PixelStorm API Docs
PixelStorm is a compact 2D engine written in C++ and built around OpenGL. It was designed for pixel-art style games, so the public API focuses on clear gameplay concepts: scenes, entities, resources, input, camera control, 2D rendering, physics, animation, particles, and text.
This documentation explains the public surface of the engine as it is meant to be used from gameplay code. It also adds enough context to help a new user understand why the API is structured the way it is, how the main systems fit together, and which parts of the engine are infrastructure rather than game logic.
What You Will Find
- A practical getting-started path for bringing up a working window quickly.
- A module-by-module reference for the public API.
- Notes about default behavior, limits, and conventions that matter in real projects.
- Examples based on the engine and demo code, so the usage patterns stay close to reality.
These pages document only the public API used from gameplay code. If a symbol is not exposed in the public headers, or it does not appear in real usage inside the repository, it is intentionally left out.
Recommended Path
- Start with Getting Started to understand the minimum setup.

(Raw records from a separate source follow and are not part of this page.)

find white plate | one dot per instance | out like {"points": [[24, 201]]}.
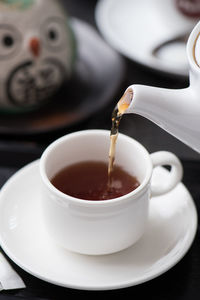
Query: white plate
{"points": [[135, 28], [171, 230]]}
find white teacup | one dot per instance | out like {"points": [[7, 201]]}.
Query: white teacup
{"points": [[105, 226]]}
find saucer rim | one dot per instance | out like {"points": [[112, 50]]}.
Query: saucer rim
{"points": [[113, 39], [124, 283]]}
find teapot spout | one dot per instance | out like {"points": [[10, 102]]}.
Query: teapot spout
{"points": [[176, 111]]}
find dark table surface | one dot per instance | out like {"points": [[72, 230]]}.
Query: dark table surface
{"points": [[183, 280]]}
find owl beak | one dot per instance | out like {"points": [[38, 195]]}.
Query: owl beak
{"points": [[35, 46]]}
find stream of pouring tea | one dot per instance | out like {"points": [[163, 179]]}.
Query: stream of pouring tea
{"points": [[117, 114]]}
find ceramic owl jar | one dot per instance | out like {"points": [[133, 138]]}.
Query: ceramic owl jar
{"points": [[36, 52]]}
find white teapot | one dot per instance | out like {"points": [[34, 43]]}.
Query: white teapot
{"points": [[176, 111]]}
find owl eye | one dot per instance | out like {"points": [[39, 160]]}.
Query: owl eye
{"points": [[54, 33], [9, 41]]}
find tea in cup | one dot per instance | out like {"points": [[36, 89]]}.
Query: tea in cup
{"points": [[91, 225]]}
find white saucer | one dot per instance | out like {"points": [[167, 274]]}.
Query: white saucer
{"points": [[135, 28], [171, 230]]}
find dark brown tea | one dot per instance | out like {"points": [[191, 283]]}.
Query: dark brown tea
{"points": [[89, 180]]}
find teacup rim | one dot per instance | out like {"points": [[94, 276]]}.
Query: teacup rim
{"points": [[83, 202]]}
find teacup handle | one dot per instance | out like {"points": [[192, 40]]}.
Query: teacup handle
{"points": [[165, 158]]}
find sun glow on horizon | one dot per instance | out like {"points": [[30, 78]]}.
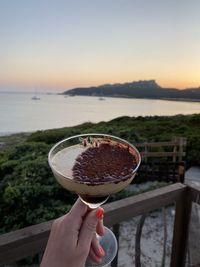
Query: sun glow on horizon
{"points": [[70, 45]]}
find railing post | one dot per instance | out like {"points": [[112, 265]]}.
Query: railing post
{"points": [[116, 227], [181, 229]]}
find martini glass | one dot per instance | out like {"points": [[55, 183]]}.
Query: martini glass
{"points": [[95, 166]]}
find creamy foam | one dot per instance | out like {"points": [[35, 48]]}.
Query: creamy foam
{"points": [[64, 160]]}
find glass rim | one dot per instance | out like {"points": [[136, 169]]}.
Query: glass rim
{"points": [[138, 160]]}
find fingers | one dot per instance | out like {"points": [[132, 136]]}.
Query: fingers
{"points": [[77, 213], [96, 250], [100, 228], [88, 228]]}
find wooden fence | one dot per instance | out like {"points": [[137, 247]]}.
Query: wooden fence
{"points": [[32, 240], [162, 161]]}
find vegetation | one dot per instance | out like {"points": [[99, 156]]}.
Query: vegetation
{"points": [[140, 89], [28, 191]]}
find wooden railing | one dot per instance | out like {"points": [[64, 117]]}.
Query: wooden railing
{"points": [[32, 240], [163, 161]]}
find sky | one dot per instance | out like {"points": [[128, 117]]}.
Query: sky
{"points": [[61, 44]]}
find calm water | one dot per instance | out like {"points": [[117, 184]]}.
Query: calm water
{"points": [[19, 113]]}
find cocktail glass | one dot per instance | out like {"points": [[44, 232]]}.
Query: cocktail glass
{"points": [[95, 166]]}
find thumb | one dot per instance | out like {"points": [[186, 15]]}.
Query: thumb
{"points": [[89, 228]]}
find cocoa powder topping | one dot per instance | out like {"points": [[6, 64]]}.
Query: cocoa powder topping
{"points": [[105, 162]]}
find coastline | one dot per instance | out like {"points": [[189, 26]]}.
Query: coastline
{"points": [[129, 97]]}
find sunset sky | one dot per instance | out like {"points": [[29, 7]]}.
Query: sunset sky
{"points": [[61, 44]]}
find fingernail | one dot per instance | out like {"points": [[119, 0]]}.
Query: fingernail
{"points": [[101, 250], [98, 259], [99, 213]]}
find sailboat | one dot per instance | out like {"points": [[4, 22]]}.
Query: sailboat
{"points": [[35, 97]]}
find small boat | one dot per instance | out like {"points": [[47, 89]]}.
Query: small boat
{"points": [[35, 97]]}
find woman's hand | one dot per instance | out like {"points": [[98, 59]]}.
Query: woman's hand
{"points": [[73, 238]]}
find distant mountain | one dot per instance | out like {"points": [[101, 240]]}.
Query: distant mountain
{"points": [[139, 89]]}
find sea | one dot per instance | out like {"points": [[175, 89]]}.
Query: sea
{"points": [[20, 113]]}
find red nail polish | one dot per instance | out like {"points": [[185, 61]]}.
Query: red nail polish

- Read Quick Start Guide for a complete working example.
- Use the module pages when you need details about a specific system.
- Check FAQ / Common Pitfalls when something behaves differently from what you expected.
Project Structure
| Area | What it covers |
|---|---|
| Core | Application, Time, Log, Color, Math, Window |
| ECS | Entity, World, Registry, and the component proxies |
| Rendering | textures, fonts, shaders, 2D draw calls, postprocess |
| Scene flow | scene registration, scene switching, active scene context |
| Gameplay systems | input, physics, animation, particles, UI text |
Design Notes
- The engine keeps gameplay code close to a small number of high-level concepts.
- Public helpers prefer logical names over low-level engine details, especially for resources and scenes.
- The logical resolution is defined by the initial
Applicationwindow size, which keeps coordinates predictable for pixel art. - The default runtime already includes a base font, a default shader, and a CRT-style postprocess pass.
Typical Flow
The simplest way to think about PixelStorm is:
- Create an
Application. - Load the resources your game needs.
- Register one or more scenes.
- Activate the first scene.
- Let the engine run the frame loop.
If you are coming from the demo, the best entry point is demo/src/main.cpp.
That file shows the real startup sequence used by the project.